January 14, 2011 at 3:39 am
To all you DB/SQL experts out there - I hope you can shed some light on my problems.
I try to make it short.
The DB has got a very large table, about 60m rows, 11GB in size, 2.9GB index size.
Each day new data has to be merged into the table, I do that in 64MB batches which I bulk insert
into a temporary table and then merge into the large target table.
Each of those batches contains roughly half a million rows, of which some will be new to the db (resulting in an insert)
and some already exist (resulting in an update).
I do the operation above via a merge using 2 bigint indexes (which are the same in the temporary table as well the large target table).
The issue is simply that the time used for the merge statement to complete, grows as the db grows. and I mean not just
by a little bit, it grows ALOT.
Starting with an empty db, a merge as described above takes about 11seconds. Now with the size as described above, it takes
over 10 minutes(!). Im aware I cant keep insert times constant but this is a vast drop.

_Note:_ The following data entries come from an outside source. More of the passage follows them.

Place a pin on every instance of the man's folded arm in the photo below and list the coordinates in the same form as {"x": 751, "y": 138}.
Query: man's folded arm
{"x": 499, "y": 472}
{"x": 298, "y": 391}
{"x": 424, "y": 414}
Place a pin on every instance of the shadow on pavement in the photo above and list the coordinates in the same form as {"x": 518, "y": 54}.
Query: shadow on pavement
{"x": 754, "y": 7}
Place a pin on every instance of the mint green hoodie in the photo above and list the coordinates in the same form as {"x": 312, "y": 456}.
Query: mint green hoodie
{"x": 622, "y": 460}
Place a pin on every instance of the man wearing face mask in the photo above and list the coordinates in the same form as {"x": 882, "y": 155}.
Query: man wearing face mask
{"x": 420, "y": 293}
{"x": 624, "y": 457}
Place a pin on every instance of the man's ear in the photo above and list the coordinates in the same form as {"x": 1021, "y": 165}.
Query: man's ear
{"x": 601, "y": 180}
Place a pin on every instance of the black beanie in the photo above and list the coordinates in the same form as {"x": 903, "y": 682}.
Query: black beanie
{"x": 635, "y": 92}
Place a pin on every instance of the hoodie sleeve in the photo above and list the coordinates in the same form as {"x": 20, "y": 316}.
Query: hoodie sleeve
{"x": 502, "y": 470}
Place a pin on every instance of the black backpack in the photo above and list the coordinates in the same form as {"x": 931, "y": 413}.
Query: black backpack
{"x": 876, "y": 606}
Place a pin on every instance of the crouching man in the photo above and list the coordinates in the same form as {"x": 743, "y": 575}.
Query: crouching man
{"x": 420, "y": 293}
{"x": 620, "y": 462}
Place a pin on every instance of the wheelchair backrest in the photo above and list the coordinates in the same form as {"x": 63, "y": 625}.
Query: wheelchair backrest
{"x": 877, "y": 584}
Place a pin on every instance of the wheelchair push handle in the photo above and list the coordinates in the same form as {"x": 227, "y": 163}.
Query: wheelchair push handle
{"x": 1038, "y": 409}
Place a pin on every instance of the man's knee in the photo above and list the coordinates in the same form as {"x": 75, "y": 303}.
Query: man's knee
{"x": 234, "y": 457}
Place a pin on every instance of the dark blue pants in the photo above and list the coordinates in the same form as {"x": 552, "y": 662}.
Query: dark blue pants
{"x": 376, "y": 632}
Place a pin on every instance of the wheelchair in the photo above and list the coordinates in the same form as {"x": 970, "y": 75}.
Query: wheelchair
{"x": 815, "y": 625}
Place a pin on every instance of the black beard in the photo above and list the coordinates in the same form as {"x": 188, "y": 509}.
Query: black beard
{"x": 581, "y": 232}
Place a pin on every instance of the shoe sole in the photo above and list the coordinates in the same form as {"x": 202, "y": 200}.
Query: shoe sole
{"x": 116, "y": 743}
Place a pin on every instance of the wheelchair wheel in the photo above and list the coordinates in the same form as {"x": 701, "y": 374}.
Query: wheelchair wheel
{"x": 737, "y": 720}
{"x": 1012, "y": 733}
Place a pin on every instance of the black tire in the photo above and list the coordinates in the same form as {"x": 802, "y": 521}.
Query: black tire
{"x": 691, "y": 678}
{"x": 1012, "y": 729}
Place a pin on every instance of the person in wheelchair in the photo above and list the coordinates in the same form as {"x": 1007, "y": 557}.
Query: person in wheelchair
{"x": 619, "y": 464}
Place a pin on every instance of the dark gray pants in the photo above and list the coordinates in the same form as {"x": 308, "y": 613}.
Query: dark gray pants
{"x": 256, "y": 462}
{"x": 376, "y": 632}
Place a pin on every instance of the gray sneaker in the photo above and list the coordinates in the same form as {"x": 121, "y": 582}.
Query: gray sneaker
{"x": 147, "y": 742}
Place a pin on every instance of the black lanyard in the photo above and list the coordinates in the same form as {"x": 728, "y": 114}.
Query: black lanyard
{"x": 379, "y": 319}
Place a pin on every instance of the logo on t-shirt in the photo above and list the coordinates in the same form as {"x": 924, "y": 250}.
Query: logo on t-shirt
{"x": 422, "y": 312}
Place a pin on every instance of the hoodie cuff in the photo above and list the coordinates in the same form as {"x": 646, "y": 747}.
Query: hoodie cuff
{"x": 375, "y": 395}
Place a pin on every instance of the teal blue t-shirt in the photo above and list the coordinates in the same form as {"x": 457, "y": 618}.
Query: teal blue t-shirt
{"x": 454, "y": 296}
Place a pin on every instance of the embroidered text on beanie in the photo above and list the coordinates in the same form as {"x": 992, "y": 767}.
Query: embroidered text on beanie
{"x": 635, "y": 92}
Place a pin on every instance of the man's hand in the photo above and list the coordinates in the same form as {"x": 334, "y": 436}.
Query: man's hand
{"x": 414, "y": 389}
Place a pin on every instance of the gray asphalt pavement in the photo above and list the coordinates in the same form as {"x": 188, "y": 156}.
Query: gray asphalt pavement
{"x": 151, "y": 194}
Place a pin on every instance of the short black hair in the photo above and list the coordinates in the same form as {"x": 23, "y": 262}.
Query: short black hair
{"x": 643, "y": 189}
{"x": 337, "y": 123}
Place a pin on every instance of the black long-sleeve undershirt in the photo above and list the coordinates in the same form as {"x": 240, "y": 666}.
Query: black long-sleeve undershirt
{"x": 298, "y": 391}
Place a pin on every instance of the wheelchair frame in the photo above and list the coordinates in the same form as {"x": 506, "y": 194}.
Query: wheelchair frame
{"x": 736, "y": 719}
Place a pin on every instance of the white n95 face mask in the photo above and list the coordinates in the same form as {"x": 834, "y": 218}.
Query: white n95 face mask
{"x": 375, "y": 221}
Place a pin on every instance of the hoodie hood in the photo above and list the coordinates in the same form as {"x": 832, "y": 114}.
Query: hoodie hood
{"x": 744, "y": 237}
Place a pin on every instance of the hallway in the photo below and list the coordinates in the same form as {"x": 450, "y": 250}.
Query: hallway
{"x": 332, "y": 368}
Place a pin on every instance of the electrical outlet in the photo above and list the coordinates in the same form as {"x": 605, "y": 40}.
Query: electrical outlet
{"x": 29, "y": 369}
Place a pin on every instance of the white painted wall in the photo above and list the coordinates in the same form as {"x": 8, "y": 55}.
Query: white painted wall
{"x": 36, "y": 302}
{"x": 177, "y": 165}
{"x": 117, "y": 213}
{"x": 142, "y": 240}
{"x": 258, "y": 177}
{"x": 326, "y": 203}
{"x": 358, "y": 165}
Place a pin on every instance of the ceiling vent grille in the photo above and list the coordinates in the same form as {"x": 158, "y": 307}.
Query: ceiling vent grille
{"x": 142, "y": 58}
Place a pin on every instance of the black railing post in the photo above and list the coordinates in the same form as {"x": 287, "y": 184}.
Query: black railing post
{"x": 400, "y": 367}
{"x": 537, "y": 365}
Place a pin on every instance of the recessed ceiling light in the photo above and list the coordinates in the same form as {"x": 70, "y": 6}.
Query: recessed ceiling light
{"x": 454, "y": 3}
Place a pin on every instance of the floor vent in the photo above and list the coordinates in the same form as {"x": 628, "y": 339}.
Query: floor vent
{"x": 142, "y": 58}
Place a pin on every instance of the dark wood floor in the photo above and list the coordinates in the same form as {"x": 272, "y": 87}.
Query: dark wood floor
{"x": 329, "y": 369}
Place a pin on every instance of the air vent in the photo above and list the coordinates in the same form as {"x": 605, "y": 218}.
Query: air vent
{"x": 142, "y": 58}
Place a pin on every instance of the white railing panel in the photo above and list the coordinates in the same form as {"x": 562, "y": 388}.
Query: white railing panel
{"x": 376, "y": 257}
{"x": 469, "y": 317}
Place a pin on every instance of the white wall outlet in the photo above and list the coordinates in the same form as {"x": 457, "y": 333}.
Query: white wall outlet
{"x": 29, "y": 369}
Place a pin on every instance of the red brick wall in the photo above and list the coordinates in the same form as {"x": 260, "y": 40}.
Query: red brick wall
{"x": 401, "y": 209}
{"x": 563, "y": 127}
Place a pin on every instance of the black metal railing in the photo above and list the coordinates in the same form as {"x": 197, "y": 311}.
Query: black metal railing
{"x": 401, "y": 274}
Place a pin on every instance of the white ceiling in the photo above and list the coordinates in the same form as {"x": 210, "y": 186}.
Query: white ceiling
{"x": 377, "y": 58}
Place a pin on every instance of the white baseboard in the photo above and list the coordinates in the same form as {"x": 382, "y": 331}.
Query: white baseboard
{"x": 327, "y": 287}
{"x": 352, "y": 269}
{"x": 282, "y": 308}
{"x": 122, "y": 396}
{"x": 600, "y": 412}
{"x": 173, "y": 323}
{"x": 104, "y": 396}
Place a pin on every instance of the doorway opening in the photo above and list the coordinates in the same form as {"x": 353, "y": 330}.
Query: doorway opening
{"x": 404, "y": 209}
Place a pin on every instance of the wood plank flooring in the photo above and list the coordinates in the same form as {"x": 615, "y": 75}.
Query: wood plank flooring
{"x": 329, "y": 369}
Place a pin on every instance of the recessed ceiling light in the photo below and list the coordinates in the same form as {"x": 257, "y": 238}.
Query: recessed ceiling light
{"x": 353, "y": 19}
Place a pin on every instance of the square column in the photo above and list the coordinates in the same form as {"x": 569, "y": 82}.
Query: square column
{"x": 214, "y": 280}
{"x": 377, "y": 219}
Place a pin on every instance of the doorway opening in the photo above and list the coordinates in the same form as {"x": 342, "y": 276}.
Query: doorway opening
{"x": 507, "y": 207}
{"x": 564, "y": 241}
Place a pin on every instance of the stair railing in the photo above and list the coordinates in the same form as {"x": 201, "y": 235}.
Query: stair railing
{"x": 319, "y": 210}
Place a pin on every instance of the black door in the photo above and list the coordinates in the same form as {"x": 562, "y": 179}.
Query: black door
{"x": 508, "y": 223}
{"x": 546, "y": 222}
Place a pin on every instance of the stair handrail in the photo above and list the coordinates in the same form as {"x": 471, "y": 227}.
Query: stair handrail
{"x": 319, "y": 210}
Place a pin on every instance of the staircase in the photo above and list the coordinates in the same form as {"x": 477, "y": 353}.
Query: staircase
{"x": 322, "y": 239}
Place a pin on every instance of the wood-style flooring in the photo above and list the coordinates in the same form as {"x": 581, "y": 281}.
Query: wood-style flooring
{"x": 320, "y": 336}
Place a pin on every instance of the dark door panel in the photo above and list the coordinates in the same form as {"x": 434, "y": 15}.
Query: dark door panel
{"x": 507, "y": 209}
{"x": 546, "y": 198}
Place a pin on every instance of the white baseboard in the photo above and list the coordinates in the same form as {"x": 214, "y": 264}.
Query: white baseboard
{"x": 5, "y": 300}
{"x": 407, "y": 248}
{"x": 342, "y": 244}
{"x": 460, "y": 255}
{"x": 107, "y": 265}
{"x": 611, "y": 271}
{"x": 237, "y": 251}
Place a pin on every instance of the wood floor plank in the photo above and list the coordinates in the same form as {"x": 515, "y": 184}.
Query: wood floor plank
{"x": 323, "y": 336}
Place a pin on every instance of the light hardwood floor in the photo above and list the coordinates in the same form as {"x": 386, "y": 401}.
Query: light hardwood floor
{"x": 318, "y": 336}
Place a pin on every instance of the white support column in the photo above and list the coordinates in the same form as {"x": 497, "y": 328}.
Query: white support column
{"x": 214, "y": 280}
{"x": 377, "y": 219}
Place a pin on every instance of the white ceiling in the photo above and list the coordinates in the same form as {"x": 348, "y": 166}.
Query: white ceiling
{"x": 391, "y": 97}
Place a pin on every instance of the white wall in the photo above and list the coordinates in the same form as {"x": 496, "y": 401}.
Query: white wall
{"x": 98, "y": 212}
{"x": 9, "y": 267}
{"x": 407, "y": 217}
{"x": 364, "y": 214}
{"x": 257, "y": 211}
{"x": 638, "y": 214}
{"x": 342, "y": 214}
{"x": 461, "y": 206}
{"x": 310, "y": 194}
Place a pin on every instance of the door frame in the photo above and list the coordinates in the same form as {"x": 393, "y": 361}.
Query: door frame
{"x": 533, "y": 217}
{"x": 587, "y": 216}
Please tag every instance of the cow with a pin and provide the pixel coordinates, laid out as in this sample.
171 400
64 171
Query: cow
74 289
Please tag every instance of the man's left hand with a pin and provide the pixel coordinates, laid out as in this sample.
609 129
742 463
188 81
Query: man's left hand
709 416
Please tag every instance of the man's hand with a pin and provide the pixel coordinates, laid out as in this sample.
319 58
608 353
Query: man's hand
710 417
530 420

I put the table already onto its own filegroup spanning
across 4 disks, no real difference.
I found out that it seems to be the inserts of new rows within the merge which cause the performance issue.
When I run the same batch twice, or any other batch which I know I have already processed before, it only takes about 2 minutes (as all records already exists
in the db and therefore only an update needs to be performed).
I also set the table to autogrow (by 10%) so it doesnt constantly grow in 1MB steps.
Recovery model is set to simple to keep the logfile small.
I also checked the query plan and no table scans are done, but the query plan looks very complex (for a fairly simple merge).
The most expensive items are those 3: "Table spool", "RID Lookup" and "Index Seek".
Its running on a failry beefy machine (3GHz, 8GB mem).
Am I doing something fundamentally wrong or do I have to simply accept that SQL becomes very slow at this size? (I rather believe its the former).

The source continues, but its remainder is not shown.